Kiedy mnie to nie męczyło.Raczej nawet, powiedziałabym troche bawiło,babuszka z poczatku nieufna i złosliwa,z każdym przyjazdem moim coraz wiekszy rogal na buzi miała.Charakterek miała niezgorszy,ale widziała że ja się jej nie boje i ze mna nie ma co się bawic w wredną,frau bo mnie to nie rusza.
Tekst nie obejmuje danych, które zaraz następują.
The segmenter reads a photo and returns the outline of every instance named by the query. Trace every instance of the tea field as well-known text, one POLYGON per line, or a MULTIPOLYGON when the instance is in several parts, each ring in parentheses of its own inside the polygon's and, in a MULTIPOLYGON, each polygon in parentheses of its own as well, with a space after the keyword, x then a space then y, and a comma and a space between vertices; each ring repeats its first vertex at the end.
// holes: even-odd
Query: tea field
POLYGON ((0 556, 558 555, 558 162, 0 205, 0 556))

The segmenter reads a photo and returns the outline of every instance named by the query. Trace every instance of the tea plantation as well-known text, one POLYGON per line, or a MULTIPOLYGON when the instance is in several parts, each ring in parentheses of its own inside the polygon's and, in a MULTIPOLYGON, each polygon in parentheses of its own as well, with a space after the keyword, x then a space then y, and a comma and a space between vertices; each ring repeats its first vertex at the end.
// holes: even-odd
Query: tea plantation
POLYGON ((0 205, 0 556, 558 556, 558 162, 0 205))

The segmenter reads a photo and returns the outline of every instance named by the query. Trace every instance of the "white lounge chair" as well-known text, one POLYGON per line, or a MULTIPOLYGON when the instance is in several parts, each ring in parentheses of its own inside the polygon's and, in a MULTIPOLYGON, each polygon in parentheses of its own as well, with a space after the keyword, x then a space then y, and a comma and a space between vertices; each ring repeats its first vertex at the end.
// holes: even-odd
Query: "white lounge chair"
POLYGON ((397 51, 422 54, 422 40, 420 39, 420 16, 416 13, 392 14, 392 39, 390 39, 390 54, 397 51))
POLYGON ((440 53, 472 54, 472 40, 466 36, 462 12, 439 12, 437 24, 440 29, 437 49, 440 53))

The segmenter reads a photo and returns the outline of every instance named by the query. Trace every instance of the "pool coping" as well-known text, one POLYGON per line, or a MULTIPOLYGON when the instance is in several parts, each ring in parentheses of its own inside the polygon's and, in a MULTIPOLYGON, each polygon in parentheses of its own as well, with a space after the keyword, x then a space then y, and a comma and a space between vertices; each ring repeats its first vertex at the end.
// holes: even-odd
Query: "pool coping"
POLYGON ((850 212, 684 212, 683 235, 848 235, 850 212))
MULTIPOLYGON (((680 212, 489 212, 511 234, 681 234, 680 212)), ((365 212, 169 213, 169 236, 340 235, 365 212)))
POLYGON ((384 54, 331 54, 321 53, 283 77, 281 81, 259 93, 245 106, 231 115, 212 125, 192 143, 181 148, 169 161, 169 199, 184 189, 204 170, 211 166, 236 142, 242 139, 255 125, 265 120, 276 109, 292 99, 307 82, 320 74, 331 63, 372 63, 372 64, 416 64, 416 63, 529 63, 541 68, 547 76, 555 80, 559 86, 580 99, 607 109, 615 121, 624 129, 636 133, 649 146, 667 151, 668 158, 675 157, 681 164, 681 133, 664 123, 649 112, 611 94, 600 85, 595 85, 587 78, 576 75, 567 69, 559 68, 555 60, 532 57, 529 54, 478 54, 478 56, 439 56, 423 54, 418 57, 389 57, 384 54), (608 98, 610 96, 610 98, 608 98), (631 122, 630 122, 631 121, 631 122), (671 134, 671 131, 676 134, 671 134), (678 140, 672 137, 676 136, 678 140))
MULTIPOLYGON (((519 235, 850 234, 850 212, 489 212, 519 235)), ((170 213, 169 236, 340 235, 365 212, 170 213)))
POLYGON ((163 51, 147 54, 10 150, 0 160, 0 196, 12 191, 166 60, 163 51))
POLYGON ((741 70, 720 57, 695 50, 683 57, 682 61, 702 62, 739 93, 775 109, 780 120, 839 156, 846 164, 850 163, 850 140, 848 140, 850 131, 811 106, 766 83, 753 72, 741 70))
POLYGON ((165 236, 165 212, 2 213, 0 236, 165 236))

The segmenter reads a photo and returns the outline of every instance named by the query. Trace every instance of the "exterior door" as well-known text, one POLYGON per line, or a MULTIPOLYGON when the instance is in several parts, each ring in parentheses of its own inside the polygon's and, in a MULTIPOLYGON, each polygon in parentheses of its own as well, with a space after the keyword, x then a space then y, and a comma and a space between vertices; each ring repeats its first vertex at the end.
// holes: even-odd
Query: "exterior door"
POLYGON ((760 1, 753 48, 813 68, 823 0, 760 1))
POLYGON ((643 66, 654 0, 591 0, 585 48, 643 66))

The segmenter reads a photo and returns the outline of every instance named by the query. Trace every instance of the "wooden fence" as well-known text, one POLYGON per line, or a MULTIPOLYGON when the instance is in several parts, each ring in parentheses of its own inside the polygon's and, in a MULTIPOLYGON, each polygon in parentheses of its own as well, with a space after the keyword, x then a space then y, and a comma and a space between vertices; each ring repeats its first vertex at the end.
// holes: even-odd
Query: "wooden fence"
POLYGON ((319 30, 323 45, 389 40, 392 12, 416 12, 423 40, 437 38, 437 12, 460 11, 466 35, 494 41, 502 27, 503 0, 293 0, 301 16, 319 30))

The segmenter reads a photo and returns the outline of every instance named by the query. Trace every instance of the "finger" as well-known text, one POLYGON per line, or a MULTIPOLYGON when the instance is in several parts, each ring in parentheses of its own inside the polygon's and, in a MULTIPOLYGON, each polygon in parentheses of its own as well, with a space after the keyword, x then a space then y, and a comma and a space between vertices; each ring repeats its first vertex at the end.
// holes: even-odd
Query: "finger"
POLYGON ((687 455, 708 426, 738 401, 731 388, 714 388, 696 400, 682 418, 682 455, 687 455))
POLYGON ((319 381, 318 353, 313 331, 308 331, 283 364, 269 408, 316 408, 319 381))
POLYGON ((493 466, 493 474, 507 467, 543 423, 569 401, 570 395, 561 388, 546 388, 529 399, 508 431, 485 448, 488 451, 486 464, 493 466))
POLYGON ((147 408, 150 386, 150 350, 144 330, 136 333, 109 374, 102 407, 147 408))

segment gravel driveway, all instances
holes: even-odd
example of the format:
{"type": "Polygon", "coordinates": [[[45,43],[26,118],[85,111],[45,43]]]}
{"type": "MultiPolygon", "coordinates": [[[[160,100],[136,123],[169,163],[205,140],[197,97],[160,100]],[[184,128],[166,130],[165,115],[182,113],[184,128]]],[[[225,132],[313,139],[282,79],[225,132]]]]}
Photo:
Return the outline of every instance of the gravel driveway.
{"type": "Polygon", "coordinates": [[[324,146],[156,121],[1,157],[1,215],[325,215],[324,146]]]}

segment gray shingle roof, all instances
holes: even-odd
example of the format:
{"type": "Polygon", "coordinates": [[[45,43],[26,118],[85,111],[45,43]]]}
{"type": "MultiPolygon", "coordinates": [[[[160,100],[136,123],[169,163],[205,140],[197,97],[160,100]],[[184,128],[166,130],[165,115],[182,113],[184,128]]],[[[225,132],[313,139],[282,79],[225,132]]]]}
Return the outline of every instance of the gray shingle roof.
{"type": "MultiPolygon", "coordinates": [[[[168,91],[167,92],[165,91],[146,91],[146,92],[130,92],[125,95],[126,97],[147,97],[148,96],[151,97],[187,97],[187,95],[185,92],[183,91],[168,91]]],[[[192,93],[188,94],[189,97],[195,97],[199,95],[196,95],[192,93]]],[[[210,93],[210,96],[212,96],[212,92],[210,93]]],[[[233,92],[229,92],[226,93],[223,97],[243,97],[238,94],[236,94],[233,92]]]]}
Ztym ,ze ona demencji nie miał ani ciut ciut.Z demncyjną PDP trzeba znaleźć idywidualne podejscie.Taka mi sie nie trafiła,w sensie ze i dementywna i wredna.Jeszcze nie:)
Natomiast jesli chodzi o facetów to miałam dwóch ,obaj mobilni z AL i demencją,ale wredni czy złosliwi nie byli -tu niezależnie od stanu umysłu sprawdza sie jednak prosta metoda-nakarmic i zostawić w spokoju.Przynajmniej tak było w mojej praktyce.